Sue Monk Kidd is the bestselling author of two extraordinary novels: The Secret Life of Bees (2002), and The Mermaid Chair (2005). They have sold more than six million copies to date. She has also written three spiritual memoirs: God's Joyful Surprise (1988), When the Heart Waits (1990), and The Dance of the Dissident Daughter (1996). Still, not many people have read her first work, written when she was in her thirties inspirational stories, personal essays, and art of living pieces. This new book is a wonderful collection of those pieces written for Guideposts magazine over a 12-year period beginning in the late 1970s as well as some from other publications.
Kidd was raised in the South as a Baptist and still considers herself Christian. In an interview, she once called herself "an orthodox eclectic," a title which signals her willingness to explore different avenues toward the Divine. That spirit of questing shines through every page of Firstlight. The reader will find ample evidence of her spiritual unfolding. In a thoughtful introduction, Kidd pays tribute to one of her favorite writers, Trappist monk Thomas Merton who referred to God's presence in the soul as the pointe vierge. Kidd explains:
"This French phrase refers to the 'virgin point' that comes just before dawn, those ripening moments before the first ray of light flares into the darkness. Whatever name we give this 'firstlight,' I believe it exists in all of us. I believe, too, in the impulse to capture its flickerings through words. It seems that I'd been trying to do this in one way or another, with varying degrees of skill, experience, and success from the moment I set upon the writing life."
It was Thomas Merton's autobiography The Seven Storey Mountain that provided the catalyst for Kidd to devote her energies to being a writer. It opened up for her the startling depths of the inner life and the challenge of exploring its spiritual riches. Kidd notes: "Creativity is essentially a spiritual experience, a conversation between my soul and me." In Firstlight, the author shares many stories of her life as a daughter, a wife, a mother, a nurse, and a writer. She believes that her experiences have been a path to transformation and that readers everywhere will be able to connect with them. And she is right. The book is divided into 13 spiritual motifs,and they provide access to many of the most important thing in life.
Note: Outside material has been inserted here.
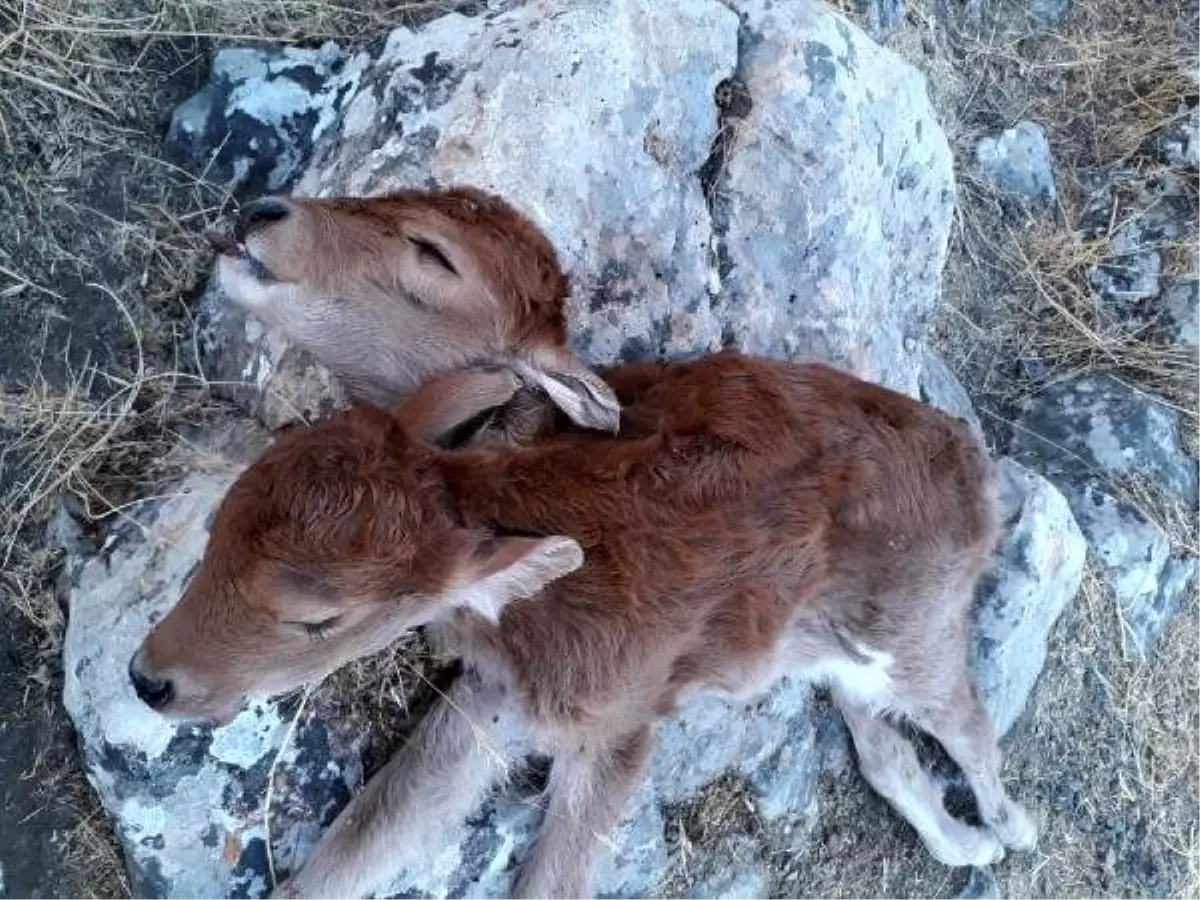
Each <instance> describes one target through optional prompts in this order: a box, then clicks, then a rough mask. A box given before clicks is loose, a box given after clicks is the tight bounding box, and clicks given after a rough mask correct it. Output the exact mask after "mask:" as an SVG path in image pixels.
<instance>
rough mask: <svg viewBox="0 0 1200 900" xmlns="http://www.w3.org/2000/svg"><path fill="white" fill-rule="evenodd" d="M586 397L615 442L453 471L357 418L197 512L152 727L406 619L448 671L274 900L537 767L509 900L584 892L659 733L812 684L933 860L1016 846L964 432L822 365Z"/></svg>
mask: <svg viewBox="0 0 1200 900" xmlns="http://www.w3.org/2000/svg"><path fill="white" fill-rule="evenodd" d="M606 378H607V382H608V385H610V386H611V388H612V390H613V391H614V394H616V396H617V397H618V398H619V401H620V403H622V404H623V407H624V409H623V415H622V427H620V434H619V436H611V434H602V433H599V432H588V431H577V430H576V431H570V432H565V433H558V434H547V436H544V437H541V438H539V440H538V442H536V443H534V444H533V445H529V446H516V448H504V449H494V450H470V451H468V450H457V451H448V450H440V449H437V448H434V446H431V445H428V444H425V443H421V442H418V440H414V439H412V438H410V437H409V436H408V434H407V433H406V431H404V428H403V426H402V425H401V424H400V421H398V419H397V418H394V416H390V415H388V414H385V413H383V412H380V410H377V409H372V408H367V407H362V408H356V409H353V410H350V412H348V413H343V414H340V415H337V416H334V418H331V419H329V420H326V421H323V422H320V424H318V425H316V426H314V427H312V428H299V430H294V431H290V432H288V433H286V434H283V436H282V437H281V438H280V439H278V442H277V443H276V444H275V445H274V446H272V448H271V449H270V450H269V451H268V452H266V454H265V455H264V456H263V457H262V460H259V461H258V462H257V463H256V464H254V466H252V467H251V468H250V469H248V470H247V472H246V473H245V474H244V475H242V476H241V478H240V479H239V481H238V482H236V484H235V485H234V486H233V488H232V490H230V492H229V493H228V496H227V497H226V499H224V500H223V503H222V505H221V509H220V511H218V514H217V517H216V521H215V523H214V528H212V534H211V536H210V540H209V546H208V550H206V552H205V556H204V560H203V563H202V565H200V566H199V569H198V571H197V572H196V575H194V577H193V578H192V581H191V583H190V584H188V587H187V589H186V592H185V595H184V598H182V600H181V601H180V602H179V605H178V606H176V607H175V608H174V610H173V611H172V612H170V613H169V614H168V616H167V617H166V618H164V619H163V620H162V622H161V623H160V624H158V625H157V626H156V628H155V630H154V631H152V632H151V635H150V636H149V637H148V638H146V641H145V643H144V644H143V647H142V649H140V650H139V653H138V655H137V656H136V658H134V660H133V661H132V670H133V672H134V676H136V679H138V680H139V683H140V685H142V692H143V696H144V697H145V698H146V700H148V701H151V702H152V703H154V704H155V706H157V708H160V709H162V710H163V712H164V713H169V714H174V715H181V716H208V718H226V716H228V715H230V714H232V713H233V712H234V710H235V709H236V706H238V703H239V702H240V700H241V697H242V696H244V695H245V694H247V692H251V691H277V690H283V689H287V688H292V686H295V685H299V684H301V683H304V682H307V680H311V679H313V678H318V677H320V676H323V674H324V673H326V672H330V671H332V670H335V668H336V667H338V666H341V665H342V664H344V662H347V661H348V660H352V659H354V658H358V656H361V655H364V654H367V653H371V652H373V650H377V649H379V648H382V647H384V646H386V644H388V643H390V642H391V641H394V640H395V638H396V637H397V636H398V635H400V634H402V632H403V631H406V630H407V629H412V628H415V626H418V625H427V626H430V629H431V631H432V632H433V634H436V636H437V638H438V640H439V641H442V642H443V643H445V644H446V646H448V647H449V648H451V649H454V650H455V652H457V653H458V654H460V655H461V656H462V660H463V668H464V671H463V674H462V677H461V678H460V679H458V680H457V683H456V684H455V686H454V688H452V690H451V691H450V692H449V696H448V697H446V698H445V700H444V701H443V702H442V703H439V704H438V706H437V707H436V708H434V709H433V710H432V712H431V713H430V715H428V716H427V718H426V719H425V720H424V721H422V722H421V725H420V726H419V728H418V731H416V733H415V734H414V736H413V738H412V739H410V740H409V743H408V744H407V745H406V746H404V748H403V750H401V751H400V754H397V756H396V757H395V758H394V760H392V761H391V762H390V763H389V764H388V767H386V768H385V769H384V770H383V772H380V773H379V774H378V775H377V776H376V778H374V779H373V780H372V781H371V782H370V784H368V785H367V787H366V788H365V790H364V791H362V792H361V793H360V794H359V796H358V797H356V798H355V799H354V800H353V802H352V803H350V804H349V806H348V808H347V809H346V810H344V811H343V812H342V815H341V816H340V817H338V820H337V821H336V822H335V823H334V826H332V827H331V828H330V829H329V832H328V833H326V834H325V835H324V838H323V839H322V841H320V844H319V845H318V847H317V850H316V852H314V853H313V856H312V858H311V859H310V860H308V863H307V865H306V866H305V868H304V869H301V871H300V872H299V874H298V875H296V876H295V877H294V878H293V880H292V881H290V882H288V883H287V884H286V886H284V887H283V893H284V894H286V895H289V896H305V898H331V896H336V898H353V896H360V895H362V894H365V893H367V892H370V890H371V889H372V888H374V887H378V886H380V884H382V883H385V880H386V877H388V876H389V875H390V874H392V872H395V871H396V870H397V869H401V868H403V865H404V864H406V862H407V860H409V859H413V858H415V857H419V856H420V854H421V853H422V852H426V848H428V847H430V844H428V841H438V840H442V839H444V834H438V832H437V829H436V828H433V827H431V823H450V822H461V821H462V820H463V818H464V817H466V816H467V815H469V814H470V812H472V810H473V809H474V808H475V806H476V804H478V803H479V802H480V799H481V797H482V794H484V792H485V791H486V790H487V787H488V786H490V785H491V784H492V782H493V781H494V780H496V779H497V778H499V776H500V775H502V774H503V773H504V770H505V766H506V763H508V761H509V760H511V758H512V757H514V755H518V754H524V752H527V751H530V750H539V751H542V752H547V754H550V755H551V756H553V760H554V763H553V768H552V772H551V779H550V787H548V797H547V808H546V817H545V821H544V823H542V827H541V830H540V834H539V836H538V840H536V844H535V845H534V847H533V850H532V851H530V853H529V856H528V858H527V859H526V860H524V862H523V865H522V868H521V871H520V875H518V878H517V882H516V887H515V892H516V895H517V896H524V898H574V896H583V895H584V894H586V892H587V886H588V876H589V872H590V870H592V868H593V857H594V850H595V847H596V846H598V844H600V835H604V834H606V833H607V832H608V830H610V829H611V828H612V826H613V824H614V822H616V821H617V818H618V817H619V814H620V810H622V806H623V804H624V802H625V798H626V797H628V794H629V793H630V791H631V788H632V787H634V785H635V784H636V781H637V779H638V778H640V774H641V772H642V768H643V766H644V762H646V758H647V756H648V754H649V751H650V746H652V744H653V726H654V722H655V720H656V719H658V718H660V716H662V715H665V714H668V713H671V712H672V710H673V709H676V708H678V706H679V704H680V703H682V702H684V701H685V700H686V697H688V696H689V694H690V692H692V691H695V690H697V689H704V688H712V689H719V690H725V691H730V692H733V694H742V695H744V694H750V692H754V691H758V690H761V689H763V688H766V686H767V685H769V684H770V683H772V682H773V680H775V679H776V678H778V677H780V676H781V674H785V673H791V674H793V676H797V677H803V678H809V679H812V680H816V682H822V683H824V684H828V685H829V688H830V689H832V692H833V697H834V701H835V703H836V704H838V707H839V709H840V710H841V712H842V714H844V715H845V718H846V721H847V724H848V726H850V730H851V733H852V734H853V740H854V745H856V749H857V751H858V757H859V763H860V767H862V770H863V773H864V774H865V776H866V778H868V779H869V781H870V782H871V784H872V785H874V786H875V788H876V790H877V791H880V793H882V794H883V796H884V797H886V798H888V800H890V802H892V804H893V805H894V806H895V808H896V809H898V810H899V811H900V812H901V815H904V816H905V817H906V818H907V820H908V821H910V822H911V823H912V824H913V827H914V828H916V829H917V832H918V833H919V834H920V836H922V839H923V840H924V841H925V844H926V845H928V846H929V848H930V851H931V852H932V853H934V854H935V856H936V857H937V858H938V859H941V860H943V862H946V863H948V864H954V865H984V864H988V863H990V862H994V860H996V859H998V858H1000V857H1001V856H1002V853H1003V847H1004V846H1010V847H1027V846H1030V845H1031V844H1032V841H1033V839H1034V828H1033V824H1032V822H1031V821H1030V818H1028V816H1027V815H1026V814H1025V811H1024V810H1022V809H1021V808H1020V806H1019V805H1016V804H1015V803H1014V802H1013V800H1010V799H1009V798H1008V797H1007V796H1006V793H1004V790H1003V787H1002V785H1001V781H1000V776H998V764H1000V755H998V751H997V749H996V743H995V739H994V736H992V731H991V727H990V725H989V721H988V718H986V714H985V712H984V709H983V707H982V706H980V702H979V698H978V695H977V691H976V686H974V683H973V679H972V676H971V672H970V670H968V667H967V641H968V631H970V628H971V617H970V608H971V600H972V592H973V588H974V584H976V581H977V578H978V576H979V574H980V572H982V570H983V569H984V568H985V565H986V564H988V560H989V554H990V552H991V548H992V544H994V540H995V535H996V521H995V518H996V517H995V502H994V486H992V476H991V472H990V466H989V463H988V460H986V457H985V455H984V454H983V451H982V450H980V449H979V446H978V445H977V443H976V442H974V440H973V438H972V437H971V434H970V432H968V431H967V428H966V427H965V426H962V425H961V424H960V422H956V421H954V420H953V419H950V418H949V416H946V415H943V414H942V413H940V412H937V410H936V409H932V408H930V407H926V406H923V404H919V403H917V402H914V401H912V400H910V398H907V397H904V396H901V395H898V394H894V392H892V391H888V390H884V389H882V388H877V386H874V385H870V384H866V383H864V382H862V380H858V379H856V378H853V377H850V376H847V374H842V373H840V372H836V371H834V370H830V368H828V367H824V366H820V365H790V364H784V362H772V361H766V360H757V359H750V358H745V356H740V355H737V354H720V355H716V356H712V358H707V359H704V360H700V361H696V362H691V364H682V365H673V366H660V365H649V364H648V365H632V366H624V367H620V368H618V370H614V371H612V372H608V373H607V374H606ZM578 389H580V390H584V389H582V388H578ZM892 716H902V718H905V719H908V720H911V721H913V722H914V724H917V725H918V726H920V727H922V728H924V730H925V731H928V732H929V733H931V734H932V736H934V737H936V738H937V739H938V740H940V742H941V743H942V744H943V746H944V748H946V749H947V751H948V752H949V754H950V756H952V757H954V760H955V761H956V762H958V763H959V764H960V766H961V767H962V769H964V772H965V774H966V776H967V779H968V780H970V782H971V786H972V788H973V790H974V793H976V797H977V799H978V805H979V811H980V815H982V818H983V822H984V827H982V828H976V827H972V826H968V824H966V823H964V822H960V821H958V820H955V818H953V817H950V816H949V815H948V814H947V812H946V810H944V808H943V805H942V797H941V791H940V788H938V787H937V786H936V784H935V782H934V781H932V780H931V778H930V775H929V774H928V773H926V772H924V770H923V769H922V768H920V767H919V766H918V762H917V757H916V754H914V751H913V748H912V745H911V744H910V743H908V740H907V739H906V738H905V737H904V736H902V734H901V732H900V731H898V730H896V727H894V725H893V724H892V721H890V718H892Z"/></svg>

As you read them, you'll be inspired to connect with your own beginnings "the moments when the light broke and your heart opened."
In a piece on the spiritual practice of attention, Kidd quotes Emily Dickinson: "Life is a spell so exquisite that everything conspires to break it." So much of the time we miss the magic because we are not paying attention. We are asleep at the wheel. Kidd finds value in meditative practices and contemplative exercise to fine-tune our attention so we can be more alert.
Reverence is not a word used much in popular culture nowadays but it has a long and noble tradition in the world's religions. Kidd salutes this practice while watching a meteor shower with her kids:
"One after another they come, blazing across the heavens. And without warning, a spell of reverence falls across the backyard. We lie in silence while the ground beneath us grows holy and God's presence burns across the sky, yet deep and luminous inside me too. It is a rare moment. Not because the sight is so spectacular, but because I am aware of it. Because I have been taken out of myself. My children and I have stepped out of our familiar world into wonder and beauty, and have discovered the Creator in the midst of it."
Kidd grows into a deeper appreciation of everyday spirituality and begins to see God in annoying people, peeling onions, and doing chores around the home. She marvels at "the unrestricted availability" of Jesus, how he never excluded anyone from his loving heart. Working as a nurse, Kidd has many chances to practice this kind of openness and hospitality. In one story, she stands by a man who has just learned that he has cancer. Seeing him tremble in fear, she reaches out her hand and puts it on his shoulder. He is grateful for this reassuring touch that says more than any words could in this situation.
In another story, Kidd recounts a friend who is in the hospital with searing pain in her arthritic hands has an epiphany that God is present in her suffering, in the cries of the woman in the next bed, and in the angry nurse who seems to avoid her every day. The point is made that we must deal with the dark side of pain, suffering, and setbacks as other avenues of grace and divine presence.
There are many spiritual gems in this wide-ranging collection. Other themes include compassion, solitude, silence, simplicity, letting go, and standing fast. Kidd shares several touching encounters with her grandmother and grandfather, trips to sacred sites in England and Israel, memories of experiences during her year in Africa, and many intimate insights into marriage and parenting. Whether writing about Russian nesting dolls, Charlie Brown, the creativity of Meinrad Craighead, or freckles and wrinkles; Kidd manages to make our hearts sing as she immerses us in the hugs of the Holy One who keeps on giving us glimpses of light and love.